At the speed governments debase our currency it will perhaps be a bit more in 15 years time. But it is a distinct possibility. You will see space because somebody, out there, believes there is a profit to be made from space tourism. In fact, Richard Branson is building the spaceship right now.
As James Bennett, the President of Mach Plus Technologies LLC explained in his talk at the Economic Policy Centre explained on Wednesday night, big government is being by-passed by savvy entrepreneurs, who believe that space should not be the exclusive playground of astronauts. Gone are the days of the monopolistic state space agency; the bureaucrats’ steered and taxpayers’ funded white elephants. Who saw no harm in putting satellites in space at ten or twenty times the cost at which the private sector could have done it – as long as it kept the military industry rolling in the dough.
As far back as in 1964 General Electric offered to put satellites in space commercially – and NASA blocked it. In the eighties, NASA ensured that its Space Shuttle became “the” US launch vehicle for all government and private missions. Today private individuals launch rockets at a fraction of the cost and not taxpayer involvement. Competition and benefits of scale will do the rest – the private profit motive will allow you to visit space.
And that is not all. Space exploitation can make fears over scarce resources a thing of the past: most minerals are out there for the taking on the planets or in the asteroid belt. One space shuttle of Helium 3, extracted from the Moon, can provide the energy needs of the US for an entire year.
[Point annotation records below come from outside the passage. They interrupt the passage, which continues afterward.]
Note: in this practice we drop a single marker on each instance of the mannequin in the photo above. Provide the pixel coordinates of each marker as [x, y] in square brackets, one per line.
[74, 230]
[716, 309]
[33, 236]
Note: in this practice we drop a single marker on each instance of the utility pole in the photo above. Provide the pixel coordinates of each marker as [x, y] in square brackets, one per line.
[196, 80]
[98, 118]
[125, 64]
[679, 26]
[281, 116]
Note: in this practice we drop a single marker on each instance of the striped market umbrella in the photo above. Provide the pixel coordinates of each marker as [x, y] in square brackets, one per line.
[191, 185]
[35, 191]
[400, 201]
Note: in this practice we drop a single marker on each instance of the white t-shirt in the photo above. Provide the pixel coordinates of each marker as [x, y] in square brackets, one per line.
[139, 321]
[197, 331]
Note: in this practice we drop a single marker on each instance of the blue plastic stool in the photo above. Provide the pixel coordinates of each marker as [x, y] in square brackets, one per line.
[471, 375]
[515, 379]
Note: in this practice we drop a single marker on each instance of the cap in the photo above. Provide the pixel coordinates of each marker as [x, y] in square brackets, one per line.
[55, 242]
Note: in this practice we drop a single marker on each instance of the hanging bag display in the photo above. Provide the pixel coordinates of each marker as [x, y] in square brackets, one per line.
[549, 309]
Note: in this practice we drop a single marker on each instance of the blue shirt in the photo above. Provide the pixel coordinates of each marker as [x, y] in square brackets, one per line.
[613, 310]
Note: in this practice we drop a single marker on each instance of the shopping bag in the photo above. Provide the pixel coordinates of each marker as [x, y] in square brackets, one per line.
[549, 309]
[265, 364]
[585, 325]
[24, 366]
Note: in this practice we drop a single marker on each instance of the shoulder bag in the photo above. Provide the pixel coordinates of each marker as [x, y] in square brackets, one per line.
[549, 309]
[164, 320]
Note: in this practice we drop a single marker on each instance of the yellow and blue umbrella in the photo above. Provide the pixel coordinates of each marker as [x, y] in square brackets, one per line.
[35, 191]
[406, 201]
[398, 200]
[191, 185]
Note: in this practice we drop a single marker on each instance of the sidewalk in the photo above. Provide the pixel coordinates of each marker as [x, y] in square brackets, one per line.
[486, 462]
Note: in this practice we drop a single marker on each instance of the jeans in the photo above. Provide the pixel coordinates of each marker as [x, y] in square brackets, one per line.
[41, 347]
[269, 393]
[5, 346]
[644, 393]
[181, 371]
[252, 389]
We’re not there yet – businessmen will only take the plunge when private property rights in space are sorted.
The government can help freeing the market so you can travel in space. By negotiating a lifting of the US export ban on space technology; by introducing a non-interventionist regulatory framework to allow rocket launches from the UK; and by pressing for a free market property rights regime in space with the other space capacity countries. And when they do all that, they may even benefit from my postal vote...sent from the Moon?